Dr. Fata is 31 years away from serving his full sentence.
“With Fata’s medical conditions and age, contracting COVID-19 could very well prove to be fatal,” Dr. Fata’s attorney, Jeremy Gordon, requested of U.S. District Judge Paul Borman, according to The Detroit News. Dr. Fata reportedly suffers from ailments including type 2 diabetes, gastrointestinal bleeding, and early dementia, his lawyer alleged.
Dr. Fata was convicted of prescribing chemotherapy to patients who did not have cancer as well as over-prescribing medication to patients at five hematology and oncology clinics in the Detroit area.
Fata: I Was Pressured Into Guilty Plea
He pled guilty and was convicted in 2014. Last year, Dr. Fata claimed that he was misled into pleading guilty and requested that his plea be withdrawn. At the time he said, according to the Detroit Free Press, “[My attorney] enforced the idea of pleading guilty by leading me to believe that I would receive lenience by entering guilty pleas … I pled guilty for this reason, only to later discover it was all for naught,” in his filing. “The idea of leniency and cooperation benefit was the catalyst that [my attorney] created to create a false glamour of not dying in federal prison. Had I been properly advised … I would not have pleaded guilty and instead proceeded to trial as I had always intended to do.”

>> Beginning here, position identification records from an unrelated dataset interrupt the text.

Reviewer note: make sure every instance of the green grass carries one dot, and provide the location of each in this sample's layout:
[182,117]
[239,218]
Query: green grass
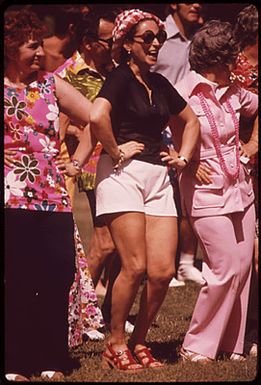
[165,338]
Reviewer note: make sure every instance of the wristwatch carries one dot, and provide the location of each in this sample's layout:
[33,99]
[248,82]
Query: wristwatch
[181,157]
[76,164]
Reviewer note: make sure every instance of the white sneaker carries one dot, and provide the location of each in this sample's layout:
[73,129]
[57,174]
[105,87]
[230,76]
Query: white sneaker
[190,273]
[129,327]
[175,283]
[95,335]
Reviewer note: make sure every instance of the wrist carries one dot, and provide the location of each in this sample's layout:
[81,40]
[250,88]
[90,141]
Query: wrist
[76,164]
[183,158]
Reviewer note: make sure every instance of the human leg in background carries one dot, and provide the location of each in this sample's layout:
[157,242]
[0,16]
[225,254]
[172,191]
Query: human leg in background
[128,232]
[161,245]
[186,269]
[227,242]
[101,247]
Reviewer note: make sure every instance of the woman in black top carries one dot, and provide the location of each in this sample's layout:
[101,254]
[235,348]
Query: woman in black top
[133,191]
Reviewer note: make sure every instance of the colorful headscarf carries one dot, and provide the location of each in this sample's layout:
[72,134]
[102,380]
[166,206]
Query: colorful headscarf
[123,24]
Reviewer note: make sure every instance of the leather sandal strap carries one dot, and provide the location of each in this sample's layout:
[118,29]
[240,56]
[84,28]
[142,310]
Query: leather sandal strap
[145,354]
[123,359]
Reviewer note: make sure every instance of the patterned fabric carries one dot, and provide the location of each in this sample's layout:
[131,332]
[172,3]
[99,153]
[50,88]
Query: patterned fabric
[32,129]
[245,74]
[124,22]
[84,313]
[88,82]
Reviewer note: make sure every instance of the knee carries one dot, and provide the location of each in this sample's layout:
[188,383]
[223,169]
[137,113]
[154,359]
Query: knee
[107,248]
[161,276]
[134,271]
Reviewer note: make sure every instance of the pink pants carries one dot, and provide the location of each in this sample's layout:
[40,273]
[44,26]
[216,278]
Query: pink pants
[219,318]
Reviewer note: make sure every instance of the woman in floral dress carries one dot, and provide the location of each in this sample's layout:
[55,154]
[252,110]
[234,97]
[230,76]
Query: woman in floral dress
[39,229]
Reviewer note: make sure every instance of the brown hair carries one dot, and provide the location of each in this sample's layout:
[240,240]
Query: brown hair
[212,45]
[246,28]
[19,26]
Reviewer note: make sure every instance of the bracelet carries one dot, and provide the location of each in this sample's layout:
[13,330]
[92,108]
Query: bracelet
[76,164]
[181,157]
[120,161]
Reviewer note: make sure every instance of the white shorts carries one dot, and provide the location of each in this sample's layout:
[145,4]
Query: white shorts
[137,186]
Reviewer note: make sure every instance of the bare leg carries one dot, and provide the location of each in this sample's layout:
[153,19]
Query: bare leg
[128,232]
[101,248]
[161,244]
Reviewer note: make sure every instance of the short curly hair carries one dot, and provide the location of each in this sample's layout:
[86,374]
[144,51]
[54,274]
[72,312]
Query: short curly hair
[19,26]
[246,28]
[212,45]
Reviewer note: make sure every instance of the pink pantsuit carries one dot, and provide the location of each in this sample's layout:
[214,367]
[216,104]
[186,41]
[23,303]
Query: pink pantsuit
[223,217]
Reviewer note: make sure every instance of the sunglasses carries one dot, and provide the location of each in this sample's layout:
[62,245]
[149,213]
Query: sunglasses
[149,36]
[107,41]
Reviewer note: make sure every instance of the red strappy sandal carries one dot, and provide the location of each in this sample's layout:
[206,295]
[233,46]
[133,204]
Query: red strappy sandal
[120,360]
[146,359]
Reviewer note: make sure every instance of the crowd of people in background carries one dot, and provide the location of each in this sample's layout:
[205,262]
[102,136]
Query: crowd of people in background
[151,112]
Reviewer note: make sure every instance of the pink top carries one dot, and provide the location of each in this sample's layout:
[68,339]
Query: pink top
[31,118]
[224,195]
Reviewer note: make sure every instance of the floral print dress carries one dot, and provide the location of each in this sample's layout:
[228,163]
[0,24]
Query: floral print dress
[31,119]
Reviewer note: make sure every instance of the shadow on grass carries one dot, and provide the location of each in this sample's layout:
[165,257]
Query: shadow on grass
[165,351]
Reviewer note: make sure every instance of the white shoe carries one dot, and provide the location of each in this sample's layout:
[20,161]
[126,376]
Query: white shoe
[188,355]
[190,273]
[175,283]
[52,375]
[95,335]
[253,350]
[129,327]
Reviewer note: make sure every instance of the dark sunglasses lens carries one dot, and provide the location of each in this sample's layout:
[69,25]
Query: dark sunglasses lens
[148,37]
[161,36]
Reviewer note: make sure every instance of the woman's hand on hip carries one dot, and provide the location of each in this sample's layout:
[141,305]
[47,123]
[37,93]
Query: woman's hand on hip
[131,148]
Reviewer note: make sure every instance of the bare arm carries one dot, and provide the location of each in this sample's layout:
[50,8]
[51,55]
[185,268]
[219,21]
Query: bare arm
[77,108]
[188,122]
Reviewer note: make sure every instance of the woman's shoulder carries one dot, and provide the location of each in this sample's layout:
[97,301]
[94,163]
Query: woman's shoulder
[44,76]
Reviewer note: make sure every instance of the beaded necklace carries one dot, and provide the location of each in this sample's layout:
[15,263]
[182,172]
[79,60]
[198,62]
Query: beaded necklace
[216,139]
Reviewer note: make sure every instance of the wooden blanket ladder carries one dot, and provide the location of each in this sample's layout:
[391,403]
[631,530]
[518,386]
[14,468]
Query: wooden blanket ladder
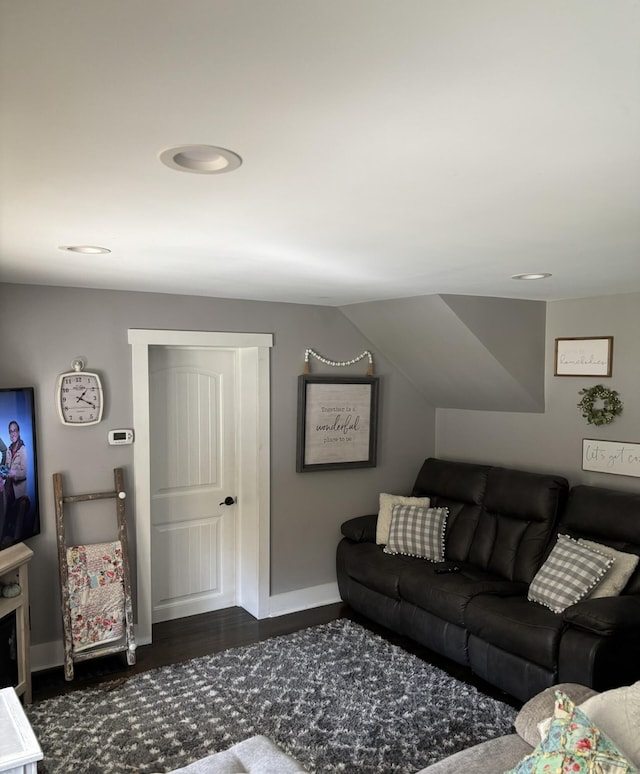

He insisted that his guilty plea was not an admission of guilt but a hope to receive leniency.
The attorney at the center of Dr. Fata’s allegations, Christopher Andreoff, told the Free Press that he “never, ever pressured Dr. Fata into pleading guilty.”
Dr. Fata’s request for compassionate release was rejected by his prison warden, Bryan Dobbs, in February. Dobbs said at the time, “The medical evaluation concluded that you are not capable of only limited self-care nor confined to a bed or chair more than 50 percent of waking hours. The evaluation concluded that all of your conditions are well-controlled through medication.”